New Pension System: Will withdrawal issues be addressed?
Money invested under NPS is locked in till the age of 60 under the NPS Tier-I account. Will this change now? The Standing Committee suggests some flexibility, but there is a positive and a negative side to it
The New Pension System (NPS) has not worked very well. While for central government employees, contribution to the scheme is mandatory, the voluntary part of the NPS has not taken off at all. One of the main deterrents is that Tier-I of the NPS does not offer a facility to subscribers to withdraw their funds till they reach 60. Also, the NPS does offer a voluntary Tier-II account where withdrawals can be made.

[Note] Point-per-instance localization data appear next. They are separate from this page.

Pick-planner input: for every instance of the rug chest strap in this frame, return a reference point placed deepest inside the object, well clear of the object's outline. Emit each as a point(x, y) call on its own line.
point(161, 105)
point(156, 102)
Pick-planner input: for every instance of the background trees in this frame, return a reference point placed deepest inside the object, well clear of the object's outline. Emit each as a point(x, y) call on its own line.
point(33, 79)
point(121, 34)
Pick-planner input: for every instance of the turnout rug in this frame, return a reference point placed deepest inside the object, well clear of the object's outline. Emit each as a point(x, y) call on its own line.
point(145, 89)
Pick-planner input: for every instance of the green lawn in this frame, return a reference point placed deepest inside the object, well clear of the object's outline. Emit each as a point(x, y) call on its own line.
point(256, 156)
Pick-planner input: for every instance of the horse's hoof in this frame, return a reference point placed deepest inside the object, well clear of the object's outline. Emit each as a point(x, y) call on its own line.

The Tier-I account is compulsory for government employees and the bulk of the money is kept here, but it is almost impossible for them to withdraw the money in case of emergency expenses for an unforeseen event. This is what deters non-government subscribers from investing in the NPS Tier-I account, where savings would be locked up for about 25-40 years, till retirement.
This issue was taken up by the Parliamentary Standing Committee on Finance which reviewed the Pension Fund Regulatory and Development Authority (PFRDA) Bill, 2011. In its report presented to the Lok Sabha last week, it mentioned that NPS is aimed at providing income security in old age and not to meet periodic or occasional fund requirements during the working life of a person. However, such emergencies cannot be ignored either.

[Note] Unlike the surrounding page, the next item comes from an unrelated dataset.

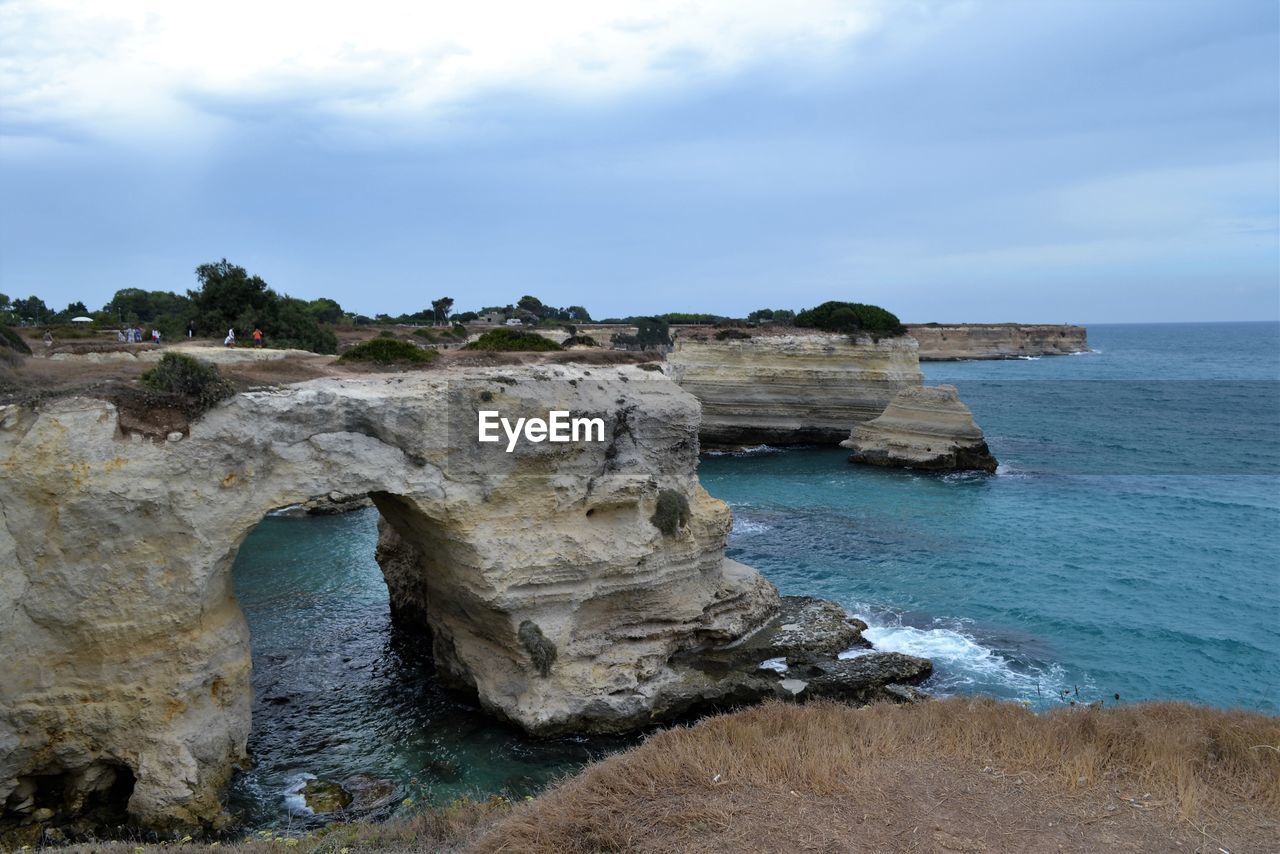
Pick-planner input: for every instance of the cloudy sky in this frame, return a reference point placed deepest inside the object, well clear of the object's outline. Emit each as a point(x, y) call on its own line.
point(972, 160)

Therefore, the Committee has suggested that in the case of Tier I account, an element of flexibility should be provided to enable subscribers to withdraw money to meet unforeseen, urgent expenses, like a critical illness. For instance, a subscriber can be allowed to take one repayable advance from the accounts after completion of 15 years of service, and permanently withdraw up to 50% of the contribution after completion of a minimum 25 years of service to meet exigencies that should be appropriately listed in the regulations.
This will have two implications. A withdrawal clause would immediately make NPS more attractive for non-government employees. But would it also introduce an element of arbitrariness? India is known for red-tape and corruption. And this could lead to subscribers being forced to run around to secure permission to withdraw from the fund, causing frustration that may compel them to resort to other means to get their claims passed.

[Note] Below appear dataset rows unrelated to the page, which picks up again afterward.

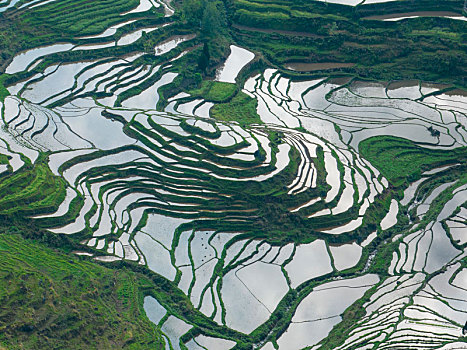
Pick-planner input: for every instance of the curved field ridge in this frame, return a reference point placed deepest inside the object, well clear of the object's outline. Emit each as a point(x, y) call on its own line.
point(335, 219)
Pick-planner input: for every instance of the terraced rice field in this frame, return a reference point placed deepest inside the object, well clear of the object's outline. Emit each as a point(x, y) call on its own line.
point(338, 220)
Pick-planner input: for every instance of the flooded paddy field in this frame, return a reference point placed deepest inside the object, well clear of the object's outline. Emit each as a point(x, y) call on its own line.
point(336, 219)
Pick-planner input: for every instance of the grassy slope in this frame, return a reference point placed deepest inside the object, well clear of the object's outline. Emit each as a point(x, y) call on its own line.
point(399, 159)
point(51, 300)
point(422, 48)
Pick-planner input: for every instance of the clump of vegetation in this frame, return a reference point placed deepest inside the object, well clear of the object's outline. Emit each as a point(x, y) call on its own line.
point(242, 108)
point(215, 91)
point(52, 300)
point(400, 159)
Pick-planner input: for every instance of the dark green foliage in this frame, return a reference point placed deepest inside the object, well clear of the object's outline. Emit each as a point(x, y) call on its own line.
point(51, 300)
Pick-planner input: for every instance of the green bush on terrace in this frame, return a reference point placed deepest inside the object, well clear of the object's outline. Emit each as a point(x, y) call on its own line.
point(215, 91)
point(399, 159)
point(242, 108)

The Committee should have suggested a minimum percentage of withdrawal from the fund after a particular period, as is the case for ULIPs, which allow partial withdrawals after 3-5 years. This would have been easier to understand and non-discretionary.
Currently, one can invest through a Tier-II account, from which withdrawals are permitted. But the procedure for this is cumbersome.(Read: The New Pension System needs a comprehensive online facility) The network of Points of Presence (POP) agencies, where a subscriber can make a request for withdrawal, is not very widespread. There is no online facility and the subscriber would have to travel long distances to visit a POP, causing a lot of inconvenience.
The Employees Provident Fund (EPF) unlike the NPS, allows withdrawals in case a member requires to buy a house, repay a loan, fund children's marriage, or pay for medical expenses.